See the nginx-config.yaml from this directory for a complete example.
- Create a configmaps resource:
$ kubectl create -f nginx-config.yaml
The NGINX configuration will be updated.
- If you want to update the configmaps, update the file and replace the config map:
$ kubectl replace -f nginx-config.yaml
The NGINX configuration will be updated.
If you want to customize the configuration for a particular Ingress resource only, you can use Annotations.
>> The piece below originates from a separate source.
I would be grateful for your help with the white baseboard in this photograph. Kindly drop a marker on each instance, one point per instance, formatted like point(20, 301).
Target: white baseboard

Here is an example (cafe-ingress-with-annotations.yaml):
apiVersion: extensions/v1beta1
kind: Ingress
metadata:
name: cafe-ingress-with-annotations
annotations:
nginx.org/proxy-connect-timeout: "30s"
nginx.org/proxy-read-timeout: "20s"
nginx.org/client-max-body-size: "4m"
spec:
rules:
- host: cafe.example.com
http:
paths:
- path: /tea
backend:
serviceName: tea-svc
servicePort: 80
- path: /coffee
backend:
serviceName: coffee-svc
servicePort: 80
Annotations take precedence over ConfigMaps.